I have 37 years this month. I guess most memoriable was the Palmer Road garden apartment fire we had in Feb. back in the 70s. Fire started in a basement apartment got into the walls then worked its way up to the attic where it ran the row of buildings that were connected. We had mulitable alarms from around the county and from the county south. It was cold and icey, a unit from one fire company tried to get a rear position and got stuck in the mud. It became the county call to change operations after that fire and improve the firefighting in the county.
My fire company is also this month and year has 60 years to the community
I joined our department in August of 1994. The most memorable event that I've had occurred on December 21, 1997.

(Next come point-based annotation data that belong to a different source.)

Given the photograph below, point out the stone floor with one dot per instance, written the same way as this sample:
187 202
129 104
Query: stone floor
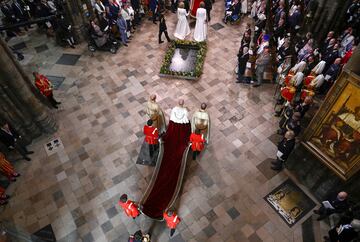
76 189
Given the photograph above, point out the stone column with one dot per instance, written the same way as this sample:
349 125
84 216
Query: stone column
330 17
353 64
19 105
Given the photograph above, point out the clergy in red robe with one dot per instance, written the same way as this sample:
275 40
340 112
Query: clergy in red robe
45 88
151 136
197 143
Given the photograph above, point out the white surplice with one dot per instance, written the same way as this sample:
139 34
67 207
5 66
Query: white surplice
182 27
200 27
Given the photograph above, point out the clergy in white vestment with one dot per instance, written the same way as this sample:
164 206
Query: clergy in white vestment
200 27
179 114
182 27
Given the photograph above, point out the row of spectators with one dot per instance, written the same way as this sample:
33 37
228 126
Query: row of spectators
305 68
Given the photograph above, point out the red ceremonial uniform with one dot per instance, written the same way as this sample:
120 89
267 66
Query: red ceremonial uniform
309 79
197 142
305 93
44 85
288 93
151 135
130 208
172 221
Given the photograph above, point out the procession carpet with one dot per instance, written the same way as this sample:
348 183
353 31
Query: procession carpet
166 182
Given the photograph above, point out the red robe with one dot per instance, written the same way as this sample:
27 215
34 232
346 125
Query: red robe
288 79
44 85
151 135
130 208
308 80
197 142
172 221
346 57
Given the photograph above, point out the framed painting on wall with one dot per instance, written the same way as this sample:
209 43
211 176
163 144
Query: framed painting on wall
334 133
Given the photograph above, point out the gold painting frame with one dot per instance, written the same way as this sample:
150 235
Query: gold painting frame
333 135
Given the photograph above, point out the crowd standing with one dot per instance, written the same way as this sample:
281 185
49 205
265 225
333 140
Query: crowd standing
305 69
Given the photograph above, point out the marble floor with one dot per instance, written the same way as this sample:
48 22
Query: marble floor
76 188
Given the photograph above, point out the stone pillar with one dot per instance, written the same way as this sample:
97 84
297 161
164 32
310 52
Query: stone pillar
331 16
315 175
19 105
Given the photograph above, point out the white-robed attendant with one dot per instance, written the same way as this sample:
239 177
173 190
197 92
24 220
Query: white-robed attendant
200 27
182 27
244 6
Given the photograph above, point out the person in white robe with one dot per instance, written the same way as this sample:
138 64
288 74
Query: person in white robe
200 27
179 114
182 28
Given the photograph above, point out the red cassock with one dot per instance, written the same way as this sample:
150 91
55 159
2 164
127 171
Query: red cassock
308 79
194 5
151 135
130 208
305 93
44 85
288 93
346 57
197 141
171 221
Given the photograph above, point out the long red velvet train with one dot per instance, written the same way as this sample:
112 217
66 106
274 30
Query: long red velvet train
167 177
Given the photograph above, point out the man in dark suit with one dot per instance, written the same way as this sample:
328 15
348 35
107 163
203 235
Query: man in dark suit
12 140
336 204
284 149
153 5
243 57
208 7
163 29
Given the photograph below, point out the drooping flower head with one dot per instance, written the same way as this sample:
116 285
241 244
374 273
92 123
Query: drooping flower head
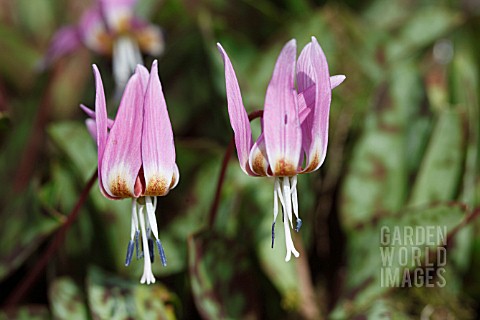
109 27
294 133
136 156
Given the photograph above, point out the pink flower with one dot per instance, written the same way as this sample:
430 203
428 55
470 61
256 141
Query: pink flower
294 126
136 156
110 28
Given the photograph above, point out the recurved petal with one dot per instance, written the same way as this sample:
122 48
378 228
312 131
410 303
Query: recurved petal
258 157
144 76
92 128
175 177
238 115
92 115
336 80
65 41
158 149
101 122
122 157
280 118
313 70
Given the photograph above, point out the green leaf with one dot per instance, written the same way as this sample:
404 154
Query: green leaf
423 27
440 171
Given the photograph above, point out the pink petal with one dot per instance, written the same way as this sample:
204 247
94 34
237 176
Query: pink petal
238 115
122 157
313 70
158 149
281 123
101 126
144 76
337 80
65 41
92 128
258 158
92 115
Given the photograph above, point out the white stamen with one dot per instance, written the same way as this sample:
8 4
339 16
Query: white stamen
278 188
275 199
152 220
293 188
134 219
288 199
147 266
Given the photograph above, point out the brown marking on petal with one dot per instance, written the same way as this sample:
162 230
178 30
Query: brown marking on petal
314 162
119 188
258 164
157 186
285 169
173 182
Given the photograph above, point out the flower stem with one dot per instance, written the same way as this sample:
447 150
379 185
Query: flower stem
16 296
221 178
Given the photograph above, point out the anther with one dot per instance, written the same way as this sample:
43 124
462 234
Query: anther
161 252
130 248
299 224
137 246
150 249
273 233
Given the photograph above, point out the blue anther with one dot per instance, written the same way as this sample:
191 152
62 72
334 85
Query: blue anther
130 248
299 224
150 250
161 252
273 233
137 246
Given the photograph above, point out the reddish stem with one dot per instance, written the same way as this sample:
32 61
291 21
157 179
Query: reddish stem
221 178
16 296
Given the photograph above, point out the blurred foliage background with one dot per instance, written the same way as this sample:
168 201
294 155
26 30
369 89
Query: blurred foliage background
403 151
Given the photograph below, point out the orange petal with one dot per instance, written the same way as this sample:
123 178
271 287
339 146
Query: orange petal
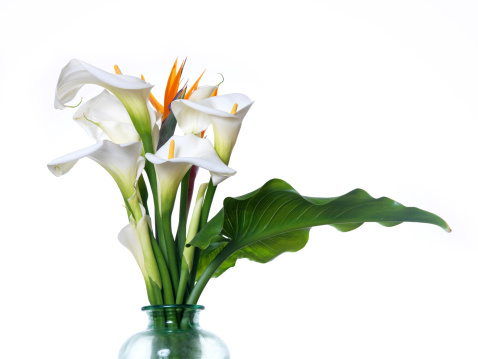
172 76
194 87
153 100
172 91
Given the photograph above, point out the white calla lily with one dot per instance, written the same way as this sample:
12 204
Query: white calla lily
195 117
123 162
105 117
188 150
131 91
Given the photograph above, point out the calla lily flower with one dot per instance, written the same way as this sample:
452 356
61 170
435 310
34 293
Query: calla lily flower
105 117
135 237
131 91
123 162
176 157
225 113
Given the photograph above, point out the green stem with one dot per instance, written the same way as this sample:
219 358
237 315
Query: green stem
194 269
183 281
209 272
211 190
143 191
170 249
183 216
163 272
206 207
153 181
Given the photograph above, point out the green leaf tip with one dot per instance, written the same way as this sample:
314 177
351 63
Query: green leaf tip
276 219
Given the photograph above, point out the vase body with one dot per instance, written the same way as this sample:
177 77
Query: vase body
173 332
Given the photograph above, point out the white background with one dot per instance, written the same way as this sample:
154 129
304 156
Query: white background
380 95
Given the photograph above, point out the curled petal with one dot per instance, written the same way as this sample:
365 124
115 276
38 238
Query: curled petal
123 162
131 91
105 116
189 150
194 117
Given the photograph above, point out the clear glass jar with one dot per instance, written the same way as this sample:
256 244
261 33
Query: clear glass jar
173 332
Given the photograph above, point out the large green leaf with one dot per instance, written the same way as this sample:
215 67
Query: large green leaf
276 219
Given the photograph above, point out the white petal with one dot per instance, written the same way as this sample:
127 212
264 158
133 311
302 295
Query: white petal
131 91
189 150
78 73
106 115
202 93
121 161
192 150
194 117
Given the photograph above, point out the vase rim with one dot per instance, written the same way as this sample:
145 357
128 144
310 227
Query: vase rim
174 306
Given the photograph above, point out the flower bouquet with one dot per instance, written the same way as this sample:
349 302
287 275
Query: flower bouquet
138 147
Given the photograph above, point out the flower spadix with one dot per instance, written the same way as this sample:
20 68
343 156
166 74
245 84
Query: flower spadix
133 92
176 157
225 113
123 162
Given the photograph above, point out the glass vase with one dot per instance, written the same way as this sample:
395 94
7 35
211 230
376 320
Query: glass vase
173 332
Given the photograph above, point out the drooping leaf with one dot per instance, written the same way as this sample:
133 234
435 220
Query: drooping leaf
276 219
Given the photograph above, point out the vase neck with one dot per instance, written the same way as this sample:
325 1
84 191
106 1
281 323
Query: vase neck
173 316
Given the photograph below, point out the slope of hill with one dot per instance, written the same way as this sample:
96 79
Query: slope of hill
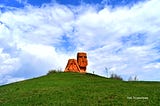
74 89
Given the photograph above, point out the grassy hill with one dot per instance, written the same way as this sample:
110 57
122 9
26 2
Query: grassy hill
74 89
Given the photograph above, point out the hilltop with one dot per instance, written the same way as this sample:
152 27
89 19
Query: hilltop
75 89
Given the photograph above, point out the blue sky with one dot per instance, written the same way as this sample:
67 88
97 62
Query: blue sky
40 35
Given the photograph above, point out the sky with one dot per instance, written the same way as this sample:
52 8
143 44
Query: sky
40 35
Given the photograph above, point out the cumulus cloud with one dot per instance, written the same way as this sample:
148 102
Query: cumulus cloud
36 39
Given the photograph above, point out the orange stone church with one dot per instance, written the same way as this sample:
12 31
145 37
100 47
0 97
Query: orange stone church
78 65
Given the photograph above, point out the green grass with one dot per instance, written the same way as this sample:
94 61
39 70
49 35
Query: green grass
74 89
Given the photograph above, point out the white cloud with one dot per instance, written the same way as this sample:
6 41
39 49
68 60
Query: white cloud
32 37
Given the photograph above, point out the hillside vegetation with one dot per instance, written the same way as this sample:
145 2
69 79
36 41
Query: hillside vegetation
74 89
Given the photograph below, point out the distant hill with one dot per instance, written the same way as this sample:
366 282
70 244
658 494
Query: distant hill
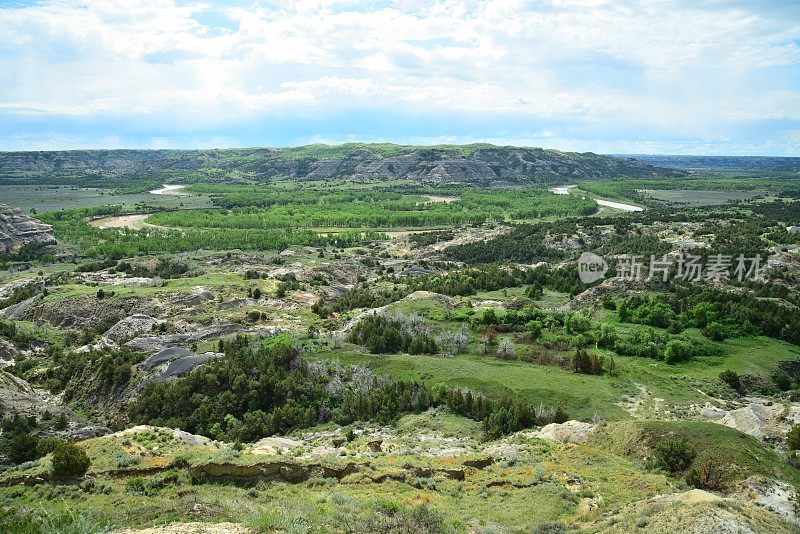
477 163
742 163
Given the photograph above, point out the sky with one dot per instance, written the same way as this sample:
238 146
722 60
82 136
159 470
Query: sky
653 76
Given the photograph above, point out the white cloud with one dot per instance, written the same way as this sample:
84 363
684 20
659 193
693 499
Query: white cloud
678 68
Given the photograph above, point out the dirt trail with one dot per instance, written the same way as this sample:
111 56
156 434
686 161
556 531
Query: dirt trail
135 221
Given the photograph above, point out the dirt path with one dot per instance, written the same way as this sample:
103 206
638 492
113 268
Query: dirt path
436 198
135 221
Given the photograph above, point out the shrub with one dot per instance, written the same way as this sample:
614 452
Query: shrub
69 460
732 379
47 445
673 455
22 448
707 476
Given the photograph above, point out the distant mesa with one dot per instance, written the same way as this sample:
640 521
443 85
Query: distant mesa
476 163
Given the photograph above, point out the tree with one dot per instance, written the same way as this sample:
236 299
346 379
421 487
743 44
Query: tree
677 351
793 438
707 476
506 350
715 331
488 338
22 447
673 455
61 423
732 379
535 328
69 460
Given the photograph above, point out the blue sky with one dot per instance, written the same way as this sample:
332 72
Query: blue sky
688 77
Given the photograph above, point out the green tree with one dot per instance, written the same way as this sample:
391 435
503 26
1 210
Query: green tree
69 460
793 438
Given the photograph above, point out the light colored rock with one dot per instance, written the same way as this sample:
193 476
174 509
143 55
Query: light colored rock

In the early morning hours there was a 10-50 in a neighboring departments area. A DUI was being brought in signal 10 with a medic driving, two paramedics and two basic emt's in the back attending to the male patient.
On their way to the hospital a 17 yr old girl was driving the opposite way without her lights on and hit the ambulance head-on.
Our department was called for the extrication, this was around 5am. Enroute we heard that an ambulance was involved.
Upon arriving at the scene, the 17yr old was DOA and crushed in her car. The engine compartment of the ambulance was crushed in and the medic driving was killed instantly. In the back of the ambulance one of the paramedics had a fatal head injury and the other had a broken leg and some broken ribs, but was still trying to do CPR on his partner when we arrived.
The basic emt's were tossed around but were not injured significantly except for one of them was pregnant and lost her unborn child. The patient they were transporting also died on scene.
While this was going on we got called for another 10-50 south of town. A pick-up truck ran head on into a semi. The driver of the pick-up truck was the brother to the original patient and was rushing to the hospital to see his brother.
It was a very stressful situation for all departments and agencies involved. The paramedic that died was one of the primary instructors in the county and I had just finished taking an EMT-B course from him 6 months prior.
I can still picture every detail of that call and those of us there still reminisce about it each year. Not a good memory, but the most memorable nonethe less.
I had 8 years with my old dept and I got 10 months with my new dept, 4 of those as an EMT-B. Too many memorable calls to mention. I got 10 months with my new dept. plus I just got my EMT-B back so I'm sure I'll have more memorable calls.